Bias-in-machine-learning

Introduction

This repository contains code from the master thesis "Identifying and mitigating of bias in machine learning models" by Daniel Juhász Vigild and Lau Johansson.

Read our master thesis here

In the moment, the repository is mainly focused on passing on code to the AIR project. However, we hope to inspire other to investigate bias using our approach as suggested in the thesis. Here is a wrap-up:

Step 1: Choose a protected variable (we choose "gender").
Step 2: Create TPR, FPR, TNR and FNR grouped by females and males.
Step 3: Compare the difference between the rates between the two genders (use e.g. a barplot with 95% confidence intervals).
Step 4: Calculate the relation between the classification rates between the genders.
Step 5: Assess the relation using e.g. using the 80% rule.
Step 6: Assess if any gender related bias can be identified.

You are welcome to be inspired by the notebook Plot measures.ipynb to perform step 3-6.

Packages

pip install fairlearn
pip install BlackBoxAuditing
pip install xgboost

AIR specific: Data transformation for machine learning

Data in correct folder

Move AIR data to the data_air/ folder.

Should be the files:

"Fall.csv"
"Fall_emb.csv"
"Fall_count.csv"

Actually, it is only "Fall_count.csv" that is used in our the scripts. You can choose to use one of the other AIR datasets, but then you need to manually change the code in the notebooks accordingly.
Now use Transform data.ipynb to transform the data. You are now ready to use the scripts from legacy/

AIR specific: Building XGBoost machine learning models using mitigation techniques

This code has used the XGBoost models from AIR project’s GitLab. Thanks to the authors Christian Fischer Pedersen and Christian Marius Lillelund.

XGBoost A1.ipynb builds a XGBoost on the AIR dataset.
XGBoost A2 with SHAP plots.ipynb builds a XGBoost on the AIR dataset and create SHAP plots.
XGBoost B: dropping gender.ipynb as A1 where the mitigation technique "dropping gender" is applied.
XGBoost C: gender swap.ipynb as A1 where the mitigation technique "gender swap" is applied.
XGBoost D: learning fair representations (LFR).ipynb as A1 where the mitigation technique "learning fair representations" is applied.
XGBoost E: disparate impact removal (DI removal).ipynb as A1 where the mitigation technique "disparate impact removal" is applied.
XGBoost F: all mitigation techniques.ipynb as A1 where all the mitigation techniques above can be combined.

All of the notebooks automatically create the data for plotting and identifying bias (see "Save plot metrics" below.).

General: Plotting

Generate plot metrics

Use the file Get classification metrics.ipynb for this purpose.
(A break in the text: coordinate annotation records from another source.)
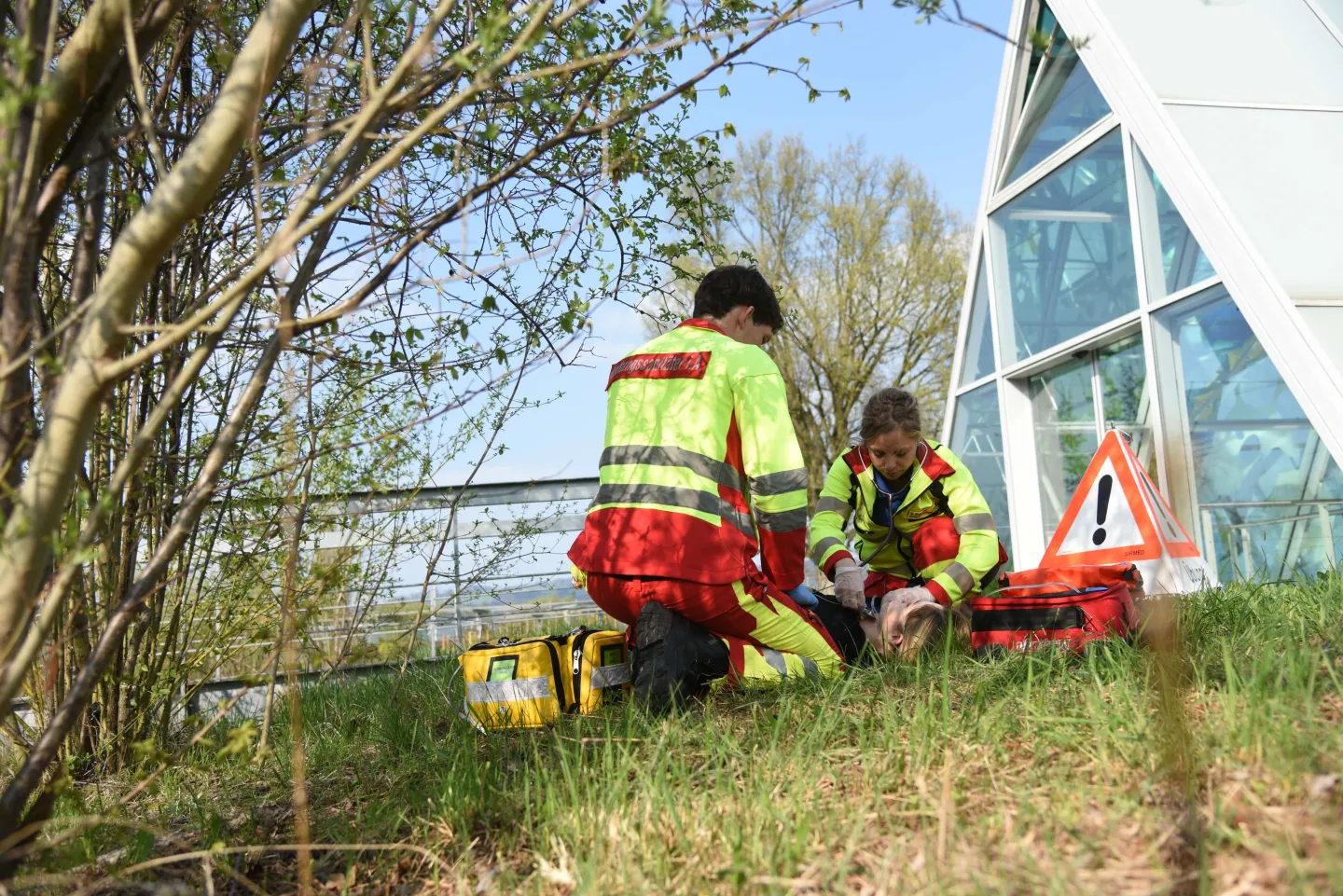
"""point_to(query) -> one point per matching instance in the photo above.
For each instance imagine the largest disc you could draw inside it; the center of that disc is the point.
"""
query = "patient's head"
(906, 631)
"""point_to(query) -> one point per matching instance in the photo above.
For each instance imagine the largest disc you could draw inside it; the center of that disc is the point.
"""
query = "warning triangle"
(1117, 516)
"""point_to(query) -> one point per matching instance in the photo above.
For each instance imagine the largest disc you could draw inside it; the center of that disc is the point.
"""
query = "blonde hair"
(925, 625)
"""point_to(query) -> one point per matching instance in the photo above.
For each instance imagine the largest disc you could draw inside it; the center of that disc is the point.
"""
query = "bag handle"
(1072, 590)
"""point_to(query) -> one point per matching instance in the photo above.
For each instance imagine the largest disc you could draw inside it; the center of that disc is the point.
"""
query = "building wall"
(1117, 286)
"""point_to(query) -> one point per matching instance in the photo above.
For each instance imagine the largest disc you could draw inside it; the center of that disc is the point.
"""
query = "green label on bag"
(503, 669)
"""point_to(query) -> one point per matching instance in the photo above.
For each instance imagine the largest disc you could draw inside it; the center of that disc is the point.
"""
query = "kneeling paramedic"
(923, 530)
(701, 470)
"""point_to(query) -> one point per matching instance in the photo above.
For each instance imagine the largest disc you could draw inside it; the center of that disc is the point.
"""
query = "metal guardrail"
(455, 606)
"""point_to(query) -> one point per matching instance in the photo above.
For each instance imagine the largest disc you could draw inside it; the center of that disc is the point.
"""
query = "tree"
(869, 269)
(250, 252)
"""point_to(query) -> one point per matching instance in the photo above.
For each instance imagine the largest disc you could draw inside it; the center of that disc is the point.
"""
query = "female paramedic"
(923, 531)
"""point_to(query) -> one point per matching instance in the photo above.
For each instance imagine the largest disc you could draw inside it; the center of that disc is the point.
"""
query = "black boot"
(674, 660)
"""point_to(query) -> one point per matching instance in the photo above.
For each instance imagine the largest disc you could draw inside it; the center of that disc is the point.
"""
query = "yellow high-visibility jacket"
(701, 468)
(943, 538)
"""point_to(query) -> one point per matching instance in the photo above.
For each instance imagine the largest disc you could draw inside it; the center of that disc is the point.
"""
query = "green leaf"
(240, 739)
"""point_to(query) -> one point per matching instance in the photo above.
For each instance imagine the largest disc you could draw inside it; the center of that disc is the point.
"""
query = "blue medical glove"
(802, 595)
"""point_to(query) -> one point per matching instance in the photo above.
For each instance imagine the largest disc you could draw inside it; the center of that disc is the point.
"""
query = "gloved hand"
(802, 595)
(849, 581)
(896, 602)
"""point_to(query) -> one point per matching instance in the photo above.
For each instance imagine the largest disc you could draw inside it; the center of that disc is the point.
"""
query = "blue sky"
(924, 91)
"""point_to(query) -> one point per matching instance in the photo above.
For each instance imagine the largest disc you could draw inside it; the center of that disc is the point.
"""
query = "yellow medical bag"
(599, 669)
(528, 684)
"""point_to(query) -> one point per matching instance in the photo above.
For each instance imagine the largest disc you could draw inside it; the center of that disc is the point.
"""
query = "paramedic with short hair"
(923, 530)
(701, 470)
In the following there is a short explanation of what the script does:

In the folder Plot_metrics/ create a new subfolder: Plot_metrics/{folder_name}/

For each model you create you need to save a individual file.

E.g. if your model is a XGBoost model call the file Plot_metrics/{folder_name}/"XGBoost_gender.csv"

The file should have this specific columns:

Gender TPR FPR TNR FNR Model
Male 0.80 0.70 0.30 0.20 "XGBoost"
Female 0.80 0.70 0.30 0.20 "XGBoost"
Male 0.75 0.65 0.35 0.25 "XGBoost"
Female 0.60 0.70 0.30 0.40 "XGBoost"
Male 0.90 0.90 0.10 0.10 "XGBoost"
Female 0.80 0.70 0.30 0.20 "XGBoost"
Male ... ... ... ... ....
Female ... ... ... ... ....

E.g. if your model is a FFNN model call the file Plot_metrics/{folder_name}/"FFNN_gender.csv"

The file should have this specific columns:
Gender TPR FPR TNR FNR Model
Male 0.80 0.70 0.30 0.20 "FFNN"
Female 0.80 0.70 0.30 0.20 "FFNN"
Male 0.75 0.65 0.35 0.25 "FFNN"
Female 0.60 0.70 0.30 0.40 "FFNN"
Male 0.90 0.90 0.10 0.10 "FFNN"
Female 0.80 0.70 0.30 0.20 "FFNN"
Male ... ... ... ... ....
Female ... ... ... ... ....

Create the plots

Use the notebook "2. Plot measures.ipynb" to create the plots.

General: Legacy

All scripts used in the master thesis is located in the legacy/ folder.
NB! All files were converted to .py files when downloading our master thesis to ensure that no personal data was extracted from the .ipynb files

Almost all of the files has been converted back to .ipynb, but some of the files are still not converted to notebooks.